Les officiers généraux, les officiers subalternes et les soldats du corps expéditionnaire reçurent aussi des titres, des pensions, de l'avancement ou des honneurs [232]. Par une inexplicable exception, dont M. de Lauzun se plaint amèrement dans ses Mémoires, sa légion seule n'obtint aucune faveur. La disgrâce dont fut frappé ce brave colonel après la mort de son protecteur, M. de Maurepas, n'était que la conséquence forcée d'un de ces revirements si communs à la cour à cette époque. M. de Lauzun n'en parut du reste pas trop surpris. Mais en étendant indistinctement à tous les officiers et soldats de la légion l'injustice commise envers son chef, le gouvernement français donna une preuve nouvelle de l'influence que pouvaient avoir sur ses décisions la jalousie et l'intrigue. Peut-être pourrait-on faire remonter au mécontentement de Lauzun en cette circonstance, mécontentement qui trouvait un aliment dans les idées libérales qu'il venait de puiser en Amérique, la cause du peu de soutien qu'un prêta à l'autorité royale lorsque, dix ans plus tard, elle était battue en brèche. On sait que Lauzun, devenu duc de Gontaut-Biron, fut général en chef d'une armée républicaine destinée à combattre les Vendéens. On sait aussi que la sincère ardeur avec laquelle il accepta les réformes nouvelles ne la sauva pas de l'échafaud.

Note 232:[ (retour) ] Voir la deuxième partie de cet ouvrage.

Parmi les principaux officiers récompensés, le baron de Vioménil fut fait lieutenant général. MM. de La Fayette, de Choisy, de Béville, le comte de Custine, de Rostaing, d'Autichamp, furent faits maréchaux de camp. MM. d'Aboville, Desandroins, de La Valette, de l'Estrade, du Portail, du Muy de Saint-Mesme et le marquis de Deux-Ponts furent faits brigadiers. Tous les colonels en second eurent des régiments; le vicomte de Rochambeau en particulier fut fait chevalier de Saint-Louis et obtint d'abord le régiment de Saintonge, puis celui de Royal-Auvergne, dont son père avait aussi été colonel.
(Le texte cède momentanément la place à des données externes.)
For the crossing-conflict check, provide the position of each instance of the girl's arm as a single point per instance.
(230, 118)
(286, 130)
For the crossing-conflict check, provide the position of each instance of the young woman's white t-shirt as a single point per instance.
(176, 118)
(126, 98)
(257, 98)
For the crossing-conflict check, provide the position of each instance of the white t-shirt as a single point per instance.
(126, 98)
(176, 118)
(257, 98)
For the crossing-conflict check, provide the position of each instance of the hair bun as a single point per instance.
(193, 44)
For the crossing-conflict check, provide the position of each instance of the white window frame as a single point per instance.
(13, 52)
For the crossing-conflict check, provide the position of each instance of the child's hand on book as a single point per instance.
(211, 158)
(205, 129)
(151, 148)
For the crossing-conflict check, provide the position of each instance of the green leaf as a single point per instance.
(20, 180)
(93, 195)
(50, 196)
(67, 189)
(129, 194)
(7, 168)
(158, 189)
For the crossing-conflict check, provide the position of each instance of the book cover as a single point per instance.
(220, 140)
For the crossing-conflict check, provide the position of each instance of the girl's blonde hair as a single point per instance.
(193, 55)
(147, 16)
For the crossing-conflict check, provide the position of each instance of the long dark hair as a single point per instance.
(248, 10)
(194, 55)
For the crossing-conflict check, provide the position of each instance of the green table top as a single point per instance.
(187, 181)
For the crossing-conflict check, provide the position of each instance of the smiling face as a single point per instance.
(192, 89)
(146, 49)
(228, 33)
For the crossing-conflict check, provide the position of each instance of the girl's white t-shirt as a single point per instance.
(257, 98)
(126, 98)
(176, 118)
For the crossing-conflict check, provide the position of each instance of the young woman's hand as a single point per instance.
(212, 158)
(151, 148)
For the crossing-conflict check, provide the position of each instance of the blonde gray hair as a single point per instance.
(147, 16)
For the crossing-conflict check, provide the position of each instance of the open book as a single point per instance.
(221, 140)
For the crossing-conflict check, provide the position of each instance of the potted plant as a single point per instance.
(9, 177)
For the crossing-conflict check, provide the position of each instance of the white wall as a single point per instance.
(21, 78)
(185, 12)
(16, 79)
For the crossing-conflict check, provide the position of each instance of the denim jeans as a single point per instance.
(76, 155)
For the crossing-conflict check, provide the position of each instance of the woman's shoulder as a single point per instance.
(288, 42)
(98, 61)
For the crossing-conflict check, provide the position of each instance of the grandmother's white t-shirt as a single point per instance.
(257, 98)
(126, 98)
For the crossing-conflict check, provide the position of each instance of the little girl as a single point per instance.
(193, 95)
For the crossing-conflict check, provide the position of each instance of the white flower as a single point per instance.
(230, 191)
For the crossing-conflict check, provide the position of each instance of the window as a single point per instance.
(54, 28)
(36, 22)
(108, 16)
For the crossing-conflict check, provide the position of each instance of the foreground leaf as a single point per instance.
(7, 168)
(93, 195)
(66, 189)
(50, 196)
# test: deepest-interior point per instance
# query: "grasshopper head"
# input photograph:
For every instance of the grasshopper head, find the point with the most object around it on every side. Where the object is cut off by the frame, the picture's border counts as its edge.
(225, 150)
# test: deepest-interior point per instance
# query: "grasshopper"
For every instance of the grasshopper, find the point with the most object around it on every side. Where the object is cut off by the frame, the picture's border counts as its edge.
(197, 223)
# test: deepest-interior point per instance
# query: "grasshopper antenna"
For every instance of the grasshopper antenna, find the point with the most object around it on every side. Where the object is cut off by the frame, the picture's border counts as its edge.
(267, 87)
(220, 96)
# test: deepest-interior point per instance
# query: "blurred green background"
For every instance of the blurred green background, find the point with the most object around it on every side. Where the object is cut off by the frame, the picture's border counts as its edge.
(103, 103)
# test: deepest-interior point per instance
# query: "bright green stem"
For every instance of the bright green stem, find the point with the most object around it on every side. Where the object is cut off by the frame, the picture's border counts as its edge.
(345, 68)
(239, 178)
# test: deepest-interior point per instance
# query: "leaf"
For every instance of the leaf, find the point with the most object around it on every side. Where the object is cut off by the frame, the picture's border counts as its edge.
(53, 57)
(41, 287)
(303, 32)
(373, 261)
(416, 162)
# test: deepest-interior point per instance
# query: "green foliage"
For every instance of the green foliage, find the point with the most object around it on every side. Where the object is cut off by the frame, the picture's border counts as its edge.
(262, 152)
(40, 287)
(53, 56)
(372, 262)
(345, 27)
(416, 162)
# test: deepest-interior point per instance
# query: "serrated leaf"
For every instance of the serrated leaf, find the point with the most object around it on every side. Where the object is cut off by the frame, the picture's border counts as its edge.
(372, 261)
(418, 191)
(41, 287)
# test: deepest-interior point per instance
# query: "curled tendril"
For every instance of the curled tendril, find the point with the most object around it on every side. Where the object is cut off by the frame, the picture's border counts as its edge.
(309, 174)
La prise d'York-Town fut décisive pour la cause de l'indépendance américaine. Les Anglais, qui occupaient encore New-York, Savannah et Charleston, se tinrent sur la défensive.

Sur d'autres points, le duc de Crillon prenait Minorque. Le bailli de Suffren, envoyé aux Indes orientales pour sauver les colonies hollandaises, gagnait sur les Anglais quatre batailles navales, de février à septembre 1782.
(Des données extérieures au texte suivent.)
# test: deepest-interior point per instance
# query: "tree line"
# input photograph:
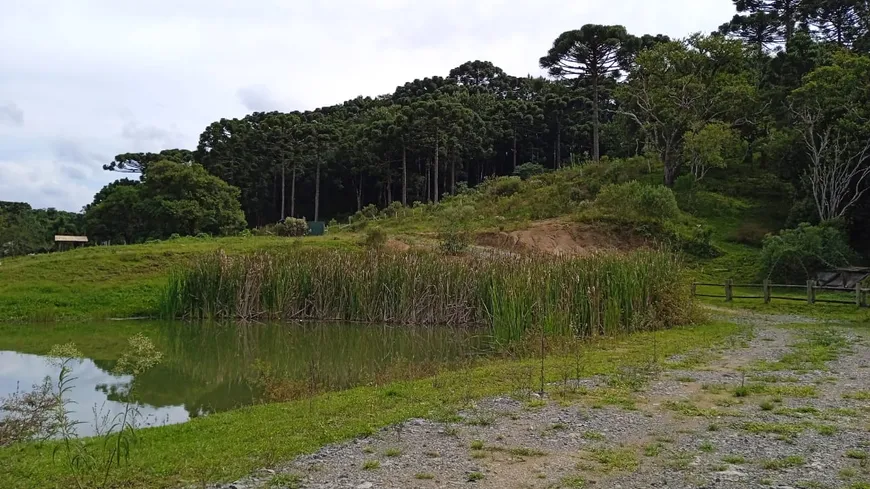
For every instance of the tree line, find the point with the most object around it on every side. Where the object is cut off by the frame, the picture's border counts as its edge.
(780, 88)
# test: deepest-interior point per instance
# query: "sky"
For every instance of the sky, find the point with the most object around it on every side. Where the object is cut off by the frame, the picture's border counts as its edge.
(84, 80)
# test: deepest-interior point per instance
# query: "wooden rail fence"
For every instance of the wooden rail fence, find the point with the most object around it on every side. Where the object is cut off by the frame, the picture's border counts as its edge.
(859, 294)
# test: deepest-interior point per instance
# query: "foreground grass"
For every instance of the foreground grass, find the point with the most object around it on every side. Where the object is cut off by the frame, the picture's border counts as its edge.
(115, 281)
(227, 446)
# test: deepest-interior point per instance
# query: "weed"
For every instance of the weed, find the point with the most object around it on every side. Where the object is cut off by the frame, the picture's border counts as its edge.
(734, 459)
(286, 481)
(572, 482)
(610, 459)
(652, 449)
(475, 476)
(592, 435)
(856, 454)
(783, 463)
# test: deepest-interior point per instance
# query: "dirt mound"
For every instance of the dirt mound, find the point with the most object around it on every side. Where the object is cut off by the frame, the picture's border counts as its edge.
(396, 245)
(561, 238)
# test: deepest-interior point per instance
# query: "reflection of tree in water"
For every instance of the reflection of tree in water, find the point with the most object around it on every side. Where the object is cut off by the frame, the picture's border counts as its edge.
(211, 367)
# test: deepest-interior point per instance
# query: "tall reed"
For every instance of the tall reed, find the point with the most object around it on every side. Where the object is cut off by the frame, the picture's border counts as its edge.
(596, 295)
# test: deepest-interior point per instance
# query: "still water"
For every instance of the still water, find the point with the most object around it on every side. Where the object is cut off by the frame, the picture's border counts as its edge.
(208, 368)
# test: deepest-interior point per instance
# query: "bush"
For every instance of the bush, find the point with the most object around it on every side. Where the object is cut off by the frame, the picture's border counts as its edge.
(454, 242)
(375, 238)
(393, 209)
(292, 227)
(749, 233)
(528, 170)
(638, 201)
(505, 186)
(795, 255)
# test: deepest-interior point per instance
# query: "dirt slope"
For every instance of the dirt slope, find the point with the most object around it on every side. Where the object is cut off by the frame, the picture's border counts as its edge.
(560, 238)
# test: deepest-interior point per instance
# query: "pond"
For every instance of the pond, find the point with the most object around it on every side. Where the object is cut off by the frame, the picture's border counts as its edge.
(208, 368)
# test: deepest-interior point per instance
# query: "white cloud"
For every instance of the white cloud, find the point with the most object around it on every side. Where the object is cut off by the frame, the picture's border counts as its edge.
(11, 114)
(114, 77)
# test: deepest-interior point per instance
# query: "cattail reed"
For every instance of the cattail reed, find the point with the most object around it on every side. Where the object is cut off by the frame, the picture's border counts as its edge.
(597, 295)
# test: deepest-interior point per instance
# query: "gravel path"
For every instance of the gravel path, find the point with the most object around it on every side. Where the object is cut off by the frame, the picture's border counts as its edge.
(782, 407)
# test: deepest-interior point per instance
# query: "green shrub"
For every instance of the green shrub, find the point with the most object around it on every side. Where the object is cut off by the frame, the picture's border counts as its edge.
(797, 254)
(528, 170)
(638, 201)
(393, 209)
(749, 233)
(292, 227)
(505, 186)
(375, 238)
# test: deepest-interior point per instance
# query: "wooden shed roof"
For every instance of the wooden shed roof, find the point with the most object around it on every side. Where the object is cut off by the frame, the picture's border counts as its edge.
(59, 238)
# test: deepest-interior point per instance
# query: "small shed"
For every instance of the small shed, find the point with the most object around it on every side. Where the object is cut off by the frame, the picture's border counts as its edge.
(64, 242)
(842, 277)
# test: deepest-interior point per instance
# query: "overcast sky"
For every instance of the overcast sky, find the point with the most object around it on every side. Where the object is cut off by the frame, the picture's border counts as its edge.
(84, 80)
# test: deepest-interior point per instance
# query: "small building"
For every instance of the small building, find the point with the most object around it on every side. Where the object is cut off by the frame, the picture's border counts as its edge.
(847, 277)
(65, 243)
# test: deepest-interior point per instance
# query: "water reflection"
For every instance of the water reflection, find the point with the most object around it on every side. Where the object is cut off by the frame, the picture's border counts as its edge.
(208, 368)
(91, 390)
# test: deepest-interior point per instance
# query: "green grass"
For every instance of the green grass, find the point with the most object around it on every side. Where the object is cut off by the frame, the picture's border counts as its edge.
(602, 294)
(783, 463)
(226, 446)
(734, 459)
(116, 281)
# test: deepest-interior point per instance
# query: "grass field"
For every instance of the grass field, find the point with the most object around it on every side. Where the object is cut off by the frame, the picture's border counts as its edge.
(115, 281)
(225, 446)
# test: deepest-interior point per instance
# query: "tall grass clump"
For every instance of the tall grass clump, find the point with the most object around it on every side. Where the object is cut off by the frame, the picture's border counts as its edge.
(596, 295)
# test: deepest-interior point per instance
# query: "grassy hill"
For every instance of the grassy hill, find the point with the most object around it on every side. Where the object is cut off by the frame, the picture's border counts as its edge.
(718, 231)
(113, 281)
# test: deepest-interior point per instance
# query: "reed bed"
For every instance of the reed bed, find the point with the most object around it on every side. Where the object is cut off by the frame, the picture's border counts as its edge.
(596, 295)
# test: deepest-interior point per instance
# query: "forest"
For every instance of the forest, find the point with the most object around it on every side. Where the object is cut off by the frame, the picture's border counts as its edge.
(777, 99)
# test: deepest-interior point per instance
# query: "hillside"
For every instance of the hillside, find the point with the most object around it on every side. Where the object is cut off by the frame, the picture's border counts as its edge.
(556, 212)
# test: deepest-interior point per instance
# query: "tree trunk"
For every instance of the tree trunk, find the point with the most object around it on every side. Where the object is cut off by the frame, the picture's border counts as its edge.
(293, 194)
(515, 150)
(404, 174)
(435, 178)
(428, 183)
(283, 187)
(453, 176)
(670, 174)
(389, 188)
(359, 195)
(317, 192)
(596, 155)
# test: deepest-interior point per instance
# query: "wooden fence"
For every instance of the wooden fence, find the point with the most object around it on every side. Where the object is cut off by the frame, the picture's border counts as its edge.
(858, 294)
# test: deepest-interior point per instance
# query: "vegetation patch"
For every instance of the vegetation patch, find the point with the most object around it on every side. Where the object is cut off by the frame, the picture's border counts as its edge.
(607, 294)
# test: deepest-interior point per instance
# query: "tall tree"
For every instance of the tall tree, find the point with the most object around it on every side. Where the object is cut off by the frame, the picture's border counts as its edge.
(832, 109)
(680, 87)
(137, 162)
(591, 53)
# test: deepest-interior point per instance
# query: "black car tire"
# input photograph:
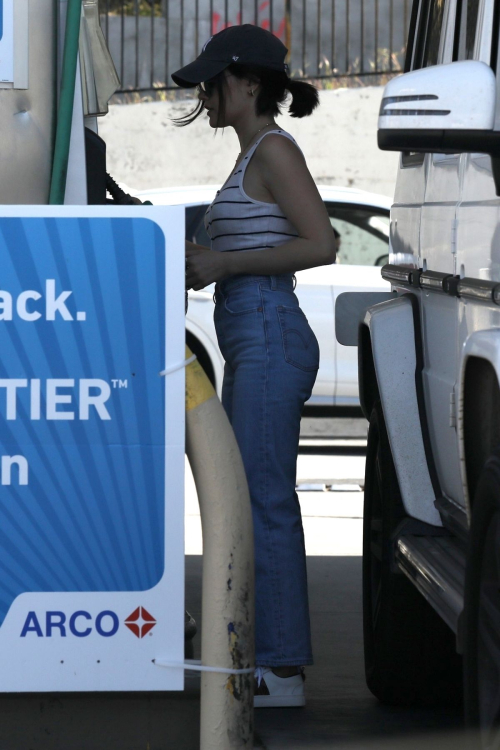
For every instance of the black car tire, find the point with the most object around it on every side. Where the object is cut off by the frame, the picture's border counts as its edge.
(482, 609)
(410, 655)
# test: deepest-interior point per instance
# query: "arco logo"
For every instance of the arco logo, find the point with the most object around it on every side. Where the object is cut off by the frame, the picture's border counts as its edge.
(140, 622)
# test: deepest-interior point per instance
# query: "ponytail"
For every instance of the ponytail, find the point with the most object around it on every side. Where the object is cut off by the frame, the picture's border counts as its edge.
(275, 85)
(305, 98)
Dans les Antilles, les Anglais ne conservaient d'autre île importante que la Jamaïque. De Grasse voulut la leur enlever, comme je l'ai dit. Mais attaqué près des Saintes par des forces supérieures commandées par Rodney, il fut battu et fait prisonnier le 12 avril 1782.
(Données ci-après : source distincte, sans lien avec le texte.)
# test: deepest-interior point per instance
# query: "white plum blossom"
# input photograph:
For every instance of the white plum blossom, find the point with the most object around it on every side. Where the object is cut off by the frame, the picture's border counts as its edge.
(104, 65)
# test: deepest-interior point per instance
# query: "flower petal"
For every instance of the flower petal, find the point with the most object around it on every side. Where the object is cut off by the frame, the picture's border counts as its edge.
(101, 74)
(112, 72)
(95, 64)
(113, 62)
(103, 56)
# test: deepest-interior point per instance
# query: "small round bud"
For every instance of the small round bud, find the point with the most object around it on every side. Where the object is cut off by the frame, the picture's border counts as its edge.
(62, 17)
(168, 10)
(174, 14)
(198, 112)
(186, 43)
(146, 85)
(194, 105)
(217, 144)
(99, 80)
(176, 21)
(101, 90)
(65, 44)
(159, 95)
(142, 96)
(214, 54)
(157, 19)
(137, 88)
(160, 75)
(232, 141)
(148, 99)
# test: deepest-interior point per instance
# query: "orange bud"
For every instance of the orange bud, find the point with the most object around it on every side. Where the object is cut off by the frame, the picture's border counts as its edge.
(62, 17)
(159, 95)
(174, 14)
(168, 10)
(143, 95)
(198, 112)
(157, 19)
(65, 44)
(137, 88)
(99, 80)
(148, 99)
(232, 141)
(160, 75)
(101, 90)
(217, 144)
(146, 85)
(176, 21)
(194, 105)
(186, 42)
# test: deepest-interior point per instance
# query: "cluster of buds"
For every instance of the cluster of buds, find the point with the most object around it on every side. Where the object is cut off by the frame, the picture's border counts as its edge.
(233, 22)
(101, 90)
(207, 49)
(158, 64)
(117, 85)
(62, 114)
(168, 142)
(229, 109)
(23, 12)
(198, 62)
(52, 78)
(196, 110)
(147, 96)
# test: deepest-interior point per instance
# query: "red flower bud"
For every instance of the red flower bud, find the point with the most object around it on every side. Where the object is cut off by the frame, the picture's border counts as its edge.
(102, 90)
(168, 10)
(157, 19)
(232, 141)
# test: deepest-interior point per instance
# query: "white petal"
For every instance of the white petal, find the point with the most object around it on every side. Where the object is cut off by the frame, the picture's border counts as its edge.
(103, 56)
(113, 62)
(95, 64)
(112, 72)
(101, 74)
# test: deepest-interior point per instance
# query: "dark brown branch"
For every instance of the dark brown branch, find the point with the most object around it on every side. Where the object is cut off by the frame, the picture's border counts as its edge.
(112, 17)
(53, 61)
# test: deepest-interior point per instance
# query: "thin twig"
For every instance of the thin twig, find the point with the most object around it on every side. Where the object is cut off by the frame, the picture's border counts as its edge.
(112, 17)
La défense de Gibraltar fut un dernier succès pour les Anglais. Un frère de Louis XVI, le comte d'Artois, s'y était porté avec 20,000 hommes et 40 vaisseaux. 200 canons du côté de la terre et 10 batteries flottantes ouvrirent le 13 septembre un feu terrible contre la citadelle, admirablement défendue par sa redoutable position et par le courage du gouverneur Elliot. La place allait être obligée de céder lorsqu'un boulet rouge fit sauter l'une des batteries flottantes. L'incendie gagna les batteries voisines et les Espagnols détruisirent les autres pour ne pas les laisser aux ennemis. Gibraltar resta aux Anglais.

Cependant la dette de l'Angleterre était considérablement accrue. Lord North dut quitter la direction des affaires pour céder la place à un ministère whig qui demanda la paix au cabinet de Versailles. La France, qui n'était pas moins épuisée, accepta ces propositions. Les préliminaires furent arrêtés à Paris, le 30 novembre 1782, entre les plénipotentiaires des puissances belligérantes, au nombre desquels étaient pour les États-Unis Franklin, John Adams, John Jay, et Henry Laurens. Le traité définitif fut signé le 3 février 1783.

Cette nouvelle fut rapidement portée en Amérique. Le 11 mars 1783, de Lauzun partit de Wilmington pour ramener dans leur patrie les derniers soldats français. Ainsi l'indépendance des États-Unis était fondée, et le monde comptait une grande nation de plus.